Afin d’offrir la flexibilité nécessaire aux salariés autonomes dans l’organisation de leur emploi du temps, a été créée (loi du 19 janvier 2000) la convention de « forfait jours » selon laquelle le temps de travail se décompte en jours sur l’année et non sur la base de 35 heures par semaine.

Une convention de forfait jours ne peut être conclue que si un accord collectif d’entreprise ou de branche en prévoit la possibilité. Par ailleurs, afin de limiter les dérives du dispositif, cet accord collectif doit prévoir des modalités concrètes destinées à préserver le droit à la santé et au repos du salarié selon les exigences constitutionnelles rappelées par les juges depuis un arrêt du 29 juin 2011.

Si l’accord collectif n’offre pas ces garanties, la convention de forfait est nulle et le salarié peut demander le paiement d’heures supplémentaires puisque par principe il n’aura pas respecté la durée légale du travail.
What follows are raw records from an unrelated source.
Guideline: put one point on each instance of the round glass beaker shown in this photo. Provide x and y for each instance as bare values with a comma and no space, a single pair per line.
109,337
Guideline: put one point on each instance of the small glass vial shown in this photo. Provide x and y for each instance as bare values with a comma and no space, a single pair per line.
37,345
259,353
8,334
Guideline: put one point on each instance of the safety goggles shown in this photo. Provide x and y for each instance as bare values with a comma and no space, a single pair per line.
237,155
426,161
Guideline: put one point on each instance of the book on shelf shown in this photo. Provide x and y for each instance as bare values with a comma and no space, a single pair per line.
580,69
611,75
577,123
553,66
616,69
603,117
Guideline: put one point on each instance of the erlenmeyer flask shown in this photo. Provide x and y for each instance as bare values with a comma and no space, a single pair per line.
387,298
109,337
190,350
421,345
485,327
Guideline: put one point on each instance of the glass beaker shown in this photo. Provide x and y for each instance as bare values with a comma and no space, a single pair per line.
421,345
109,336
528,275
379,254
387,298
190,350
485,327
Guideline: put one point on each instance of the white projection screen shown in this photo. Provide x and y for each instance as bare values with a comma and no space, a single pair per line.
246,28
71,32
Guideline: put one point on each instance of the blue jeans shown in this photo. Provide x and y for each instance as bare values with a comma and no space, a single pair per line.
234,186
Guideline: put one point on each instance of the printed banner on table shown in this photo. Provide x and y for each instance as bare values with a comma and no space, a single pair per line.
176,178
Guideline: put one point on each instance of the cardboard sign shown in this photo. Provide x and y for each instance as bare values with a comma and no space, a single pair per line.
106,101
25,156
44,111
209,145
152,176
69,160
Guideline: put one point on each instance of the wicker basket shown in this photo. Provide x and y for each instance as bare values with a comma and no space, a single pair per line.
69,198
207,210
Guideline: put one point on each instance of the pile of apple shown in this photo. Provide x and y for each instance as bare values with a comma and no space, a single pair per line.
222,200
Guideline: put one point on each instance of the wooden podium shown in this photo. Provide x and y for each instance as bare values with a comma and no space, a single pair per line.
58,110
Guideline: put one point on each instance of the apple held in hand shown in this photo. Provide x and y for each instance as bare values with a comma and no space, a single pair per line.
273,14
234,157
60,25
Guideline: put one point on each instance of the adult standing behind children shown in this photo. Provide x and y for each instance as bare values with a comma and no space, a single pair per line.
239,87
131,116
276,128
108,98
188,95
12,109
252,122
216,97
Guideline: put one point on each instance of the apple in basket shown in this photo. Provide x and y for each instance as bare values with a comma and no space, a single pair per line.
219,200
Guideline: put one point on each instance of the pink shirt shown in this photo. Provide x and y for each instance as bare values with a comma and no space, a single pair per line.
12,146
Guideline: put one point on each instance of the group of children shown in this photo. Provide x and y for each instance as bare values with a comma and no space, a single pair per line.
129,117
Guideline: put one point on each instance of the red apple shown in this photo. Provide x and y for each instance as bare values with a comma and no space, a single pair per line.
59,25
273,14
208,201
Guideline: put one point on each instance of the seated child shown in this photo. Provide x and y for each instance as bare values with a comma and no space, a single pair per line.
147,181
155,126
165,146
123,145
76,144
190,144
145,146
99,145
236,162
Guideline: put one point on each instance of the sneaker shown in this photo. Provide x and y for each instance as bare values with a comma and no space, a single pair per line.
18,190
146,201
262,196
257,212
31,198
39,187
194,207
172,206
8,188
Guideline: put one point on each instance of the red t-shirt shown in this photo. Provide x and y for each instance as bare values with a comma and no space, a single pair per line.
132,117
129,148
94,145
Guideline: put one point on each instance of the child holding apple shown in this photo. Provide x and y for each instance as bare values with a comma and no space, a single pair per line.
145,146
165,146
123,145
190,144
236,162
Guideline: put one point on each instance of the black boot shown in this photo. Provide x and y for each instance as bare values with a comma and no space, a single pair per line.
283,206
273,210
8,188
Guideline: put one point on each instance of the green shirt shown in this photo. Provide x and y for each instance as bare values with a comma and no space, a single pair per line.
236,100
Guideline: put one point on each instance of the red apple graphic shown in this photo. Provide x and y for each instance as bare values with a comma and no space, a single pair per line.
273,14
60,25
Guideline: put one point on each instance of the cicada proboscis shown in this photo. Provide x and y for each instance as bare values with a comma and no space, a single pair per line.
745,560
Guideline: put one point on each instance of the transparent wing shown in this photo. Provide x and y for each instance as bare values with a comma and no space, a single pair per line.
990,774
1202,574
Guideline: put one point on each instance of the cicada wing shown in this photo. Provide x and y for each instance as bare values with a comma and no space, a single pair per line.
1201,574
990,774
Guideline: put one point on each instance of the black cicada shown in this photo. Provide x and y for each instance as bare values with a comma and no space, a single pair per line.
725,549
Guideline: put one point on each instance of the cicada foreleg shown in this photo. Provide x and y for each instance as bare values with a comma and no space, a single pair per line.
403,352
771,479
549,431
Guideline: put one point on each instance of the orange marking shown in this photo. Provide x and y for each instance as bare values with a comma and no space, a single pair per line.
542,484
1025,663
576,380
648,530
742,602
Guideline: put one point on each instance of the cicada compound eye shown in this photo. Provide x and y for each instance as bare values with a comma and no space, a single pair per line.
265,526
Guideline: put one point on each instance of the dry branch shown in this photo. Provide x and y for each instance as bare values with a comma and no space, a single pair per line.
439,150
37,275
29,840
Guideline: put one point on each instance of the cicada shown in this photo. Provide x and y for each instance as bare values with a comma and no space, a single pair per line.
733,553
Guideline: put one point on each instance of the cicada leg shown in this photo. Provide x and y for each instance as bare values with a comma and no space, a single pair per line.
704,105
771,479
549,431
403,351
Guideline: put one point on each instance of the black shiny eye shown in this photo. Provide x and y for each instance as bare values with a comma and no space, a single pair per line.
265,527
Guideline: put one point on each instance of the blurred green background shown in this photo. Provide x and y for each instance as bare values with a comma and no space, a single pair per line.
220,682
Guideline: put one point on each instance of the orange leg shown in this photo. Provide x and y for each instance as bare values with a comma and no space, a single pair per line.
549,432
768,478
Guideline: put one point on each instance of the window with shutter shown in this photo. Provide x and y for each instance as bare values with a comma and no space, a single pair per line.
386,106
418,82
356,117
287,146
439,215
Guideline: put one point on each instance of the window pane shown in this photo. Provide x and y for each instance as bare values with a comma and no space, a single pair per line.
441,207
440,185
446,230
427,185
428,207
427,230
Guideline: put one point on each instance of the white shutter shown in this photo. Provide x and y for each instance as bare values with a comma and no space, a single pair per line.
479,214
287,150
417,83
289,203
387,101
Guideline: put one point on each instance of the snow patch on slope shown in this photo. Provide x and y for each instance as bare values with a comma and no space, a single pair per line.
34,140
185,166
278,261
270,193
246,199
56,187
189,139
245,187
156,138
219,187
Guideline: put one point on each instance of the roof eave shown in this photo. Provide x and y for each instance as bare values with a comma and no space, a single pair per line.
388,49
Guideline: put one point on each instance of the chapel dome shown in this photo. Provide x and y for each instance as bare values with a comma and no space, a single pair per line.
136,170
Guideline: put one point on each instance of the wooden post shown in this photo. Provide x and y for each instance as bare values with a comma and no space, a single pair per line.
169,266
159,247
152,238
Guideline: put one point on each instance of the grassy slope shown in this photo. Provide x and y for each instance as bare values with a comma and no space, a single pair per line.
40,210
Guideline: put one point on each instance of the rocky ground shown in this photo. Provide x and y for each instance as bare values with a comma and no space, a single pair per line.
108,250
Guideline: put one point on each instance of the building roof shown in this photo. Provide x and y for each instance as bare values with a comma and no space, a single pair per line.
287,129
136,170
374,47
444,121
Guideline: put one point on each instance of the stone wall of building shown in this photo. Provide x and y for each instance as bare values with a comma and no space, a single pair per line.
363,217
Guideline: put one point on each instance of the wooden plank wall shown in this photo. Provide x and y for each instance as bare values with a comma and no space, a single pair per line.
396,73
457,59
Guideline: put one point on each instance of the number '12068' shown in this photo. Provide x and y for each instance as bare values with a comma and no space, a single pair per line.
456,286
Face à ce piège juridique, la loi du 8 août 2016 dit « loi Travail » (article 12–III) permet à l’employeur de pallier aux carences de l’accord collectif dès lors qu’il respecte les dispositions « supplétives » prévues au nouvel article L.3121-65 du code du travail.

L’employeur pourra ainsi sécuriser la convention de forfait conclue avec le salarié avant la publication de la loi en prenant les mesures suivantes :

- établir un document de contrôle du nombre de journées et demi-journées travaillés ainsi que leur date ;

- s'assurer que la charge de travail du salarié est compatible avec le respect des repos quotidiens et hebdomadaires ;

- organiser une fois par an un entretien avec le salarié pour évoquer sa charge de travail, qui doit être raisonnable, l'organisation de son travail, l'articulation entre son activité professionnelle et sa vie personnelle ainsi que sa rémunération ;

- Et nouveauté: prévoir les modalités selon lesquelles le salarié peut exercer son droit à la déconnexion.

C’est à ces conditions que l’originalité de la convention de forfait aura encore de beaux jours devant elle.